Over time, Scout morphed taking her time with dinner into REALLY taking her time with dinner. She would sometimes go an entire day without eating, but then seem fine for a day or two. We eventually switched her food when we changed vets and that seemed to work!
For one week.
For a while we would put chicken broth in her food. That seemed delightful to Scout!
For one week.
Soon she began turning her nose at the broth-covered chows. The food would sit until the little triangles would swell with absorbed broth. So we'd have to dump it out and start over.

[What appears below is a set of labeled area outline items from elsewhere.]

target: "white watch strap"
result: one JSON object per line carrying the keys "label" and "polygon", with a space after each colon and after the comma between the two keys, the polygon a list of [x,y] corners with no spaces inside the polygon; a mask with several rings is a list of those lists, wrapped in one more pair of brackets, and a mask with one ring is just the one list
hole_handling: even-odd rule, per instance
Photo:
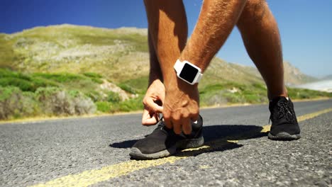
{"label": "white watch strap", "polygon": [[179,60],[177,60],[177,62],[175,62],[175,64],[174,64],[174,69],[177,72],[179,71],[181,71],[181,69],[182,69],[184,65],[184,63],[182,63],[181,62],[181,61],[179,61]]}

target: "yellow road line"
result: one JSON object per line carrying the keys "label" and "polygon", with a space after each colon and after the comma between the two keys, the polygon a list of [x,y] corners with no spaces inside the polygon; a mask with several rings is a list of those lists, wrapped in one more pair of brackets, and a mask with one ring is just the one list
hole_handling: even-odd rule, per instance
{"label": "yellow road line", "polygon": [[[298,118],[299,122],[315,118],[323,113],[332,111],[332,108],[320,110],[316,113],[306,114]],[[270,125],[265,125],[260,132],[247,132],[238,136],[232,137],[233,140],[244,140],[250,138],[261,133],[266,133],[270,131]],[[76,174],[70,174],[50,181],[45,183],[40,183],[33,186],[88,186],[99,182],[109,180],[111,178],[127,175],[135,171],[140,169],[157,166],[167,163],[174,163],[176,161],[186,159],[189,157],[197,155],[201,153],[213,151],[216,149],[228,147],[228,149],[240,147],[237,144],[238,140],[228,140],[230,137],[216,140],[209,142],[206,145],[196,149],[187,149],[183,150],[177,156],[168,157],[159,159],[145,161],[128,161],[108,166],[102,167],[99,169],[85,171]]]}

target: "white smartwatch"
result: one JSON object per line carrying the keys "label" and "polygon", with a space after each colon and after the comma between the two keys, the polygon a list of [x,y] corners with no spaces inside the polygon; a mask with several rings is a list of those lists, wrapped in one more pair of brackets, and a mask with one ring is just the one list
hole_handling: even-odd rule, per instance
{"label": "white smartwatch", "polygon": [[199,67],[186,60],[181,62],[177,60],[174,64],[174,69],[177,72],[177,77],[192,85],[199,82],[203,76]]}

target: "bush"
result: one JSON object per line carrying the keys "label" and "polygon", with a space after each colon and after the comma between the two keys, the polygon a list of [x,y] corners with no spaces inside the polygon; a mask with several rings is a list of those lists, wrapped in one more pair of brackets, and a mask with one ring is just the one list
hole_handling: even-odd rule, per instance
{"label": "bush", "polygon": [[97,110],[103,113],[116,113],[119,111],[118,104],[114,104],[106,101],[98,101],[96,103]]}
{"label": "bush", "polygon": [[118,93],[110,91],[107,93],[106,100],[107,101],[111,103],[118,103],[121,101],[121,98],[120,98],[120,95]]}
{"label": "bush", "polygon": [[65,91],[57,87],[39,88],[36,95],[46,115],[82,115],[96,111],[92,99],[77,91]]}
{"label": "bush", "polygon": [[69,82],[77,81],[81,79],[86,79],[87,77],[82,75],[70,74],[70,73],[55,73],[55,74],[45,74],[45,73],[35,73],[33,74],[35,77],[41,77],[46,79],[50,79],[57,82]]}
{"label": "bush", "polygon": [[3,87],[15,86],[19,88],[22,91],[35,91],[36,89],[33,83],[16,77],[0,78],[0,86]]}
{"label": "bush", "polygon": [[0,86],[0,119],[35,115],[39,106],[31,92],[22,92],[14,86]]}
{"label": "bush", "polygon": [[129,93],[129,94],[136,94],[136,91],[135,91],[135,89],[133,88],[132,88],[131,86],[130,86],[129,85],[128,85],[128,84],[118,84],[118,86],[120,87],[121,89],[126,91],[126,92]]}

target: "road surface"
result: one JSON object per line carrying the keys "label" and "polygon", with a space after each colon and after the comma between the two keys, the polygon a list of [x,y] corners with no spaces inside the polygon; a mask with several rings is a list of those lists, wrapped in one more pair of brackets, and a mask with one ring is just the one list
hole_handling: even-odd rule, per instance
{"label": "road surface", "polygon": [[267,105],[201,110],[206,145],[152,161],[140,115],[0,125],[0,186],[331,186],[332,100],[294,103],[302,138],[269,140]]}

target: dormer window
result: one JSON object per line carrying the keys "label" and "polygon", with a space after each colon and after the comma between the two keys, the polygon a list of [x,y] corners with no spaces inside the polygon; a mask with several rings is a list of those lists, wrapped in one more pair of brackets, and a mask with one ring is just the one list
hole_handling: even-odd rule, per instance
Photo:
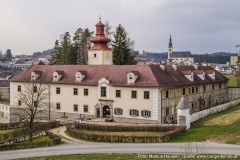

I tried crumbling bacon on top of her food. I've been cooking it for myself because, "Pandemic, so who cares?". Scout was pleased!
For one week.
Ryan came up with the idea of sprinkling shredded cheese on her kibble. Delicious!
For one week.
Eventually whatever meat we were having for dinner ended up as a garnish in her bowl. This has mostly continued to work until this week, when she decided carefully skimming the sausage or chicken off the top was a genius move. Our other problem is that her one treat that she adored and doubled as the perfect pill delivery system was the marshmallow.
She has decided marshmallows are for suckers.
Right about now you're probably saying to yourself, "Troubles, there might be something wrong with Scout! Take her to the vet!". Believe me, that is still on the table. We may be days away from that possibility. But the bottom line is, she seems otherwise healthy, appears content, and has always been a picky eater. The next step may be moving her to wet food, but yyyyarrrrrghhhhhh wet food is so gross, y'all.
I still love my little pumpkin, it's just that every senior dog owner goes through something like this. She is almost 13 years old, and otherwise doing quite well. It's just FRUSTRATING.
Thanks for bearing with my first attempt at this in a decade! Drop me a note if you want! Hope you are all well and wearing your masks.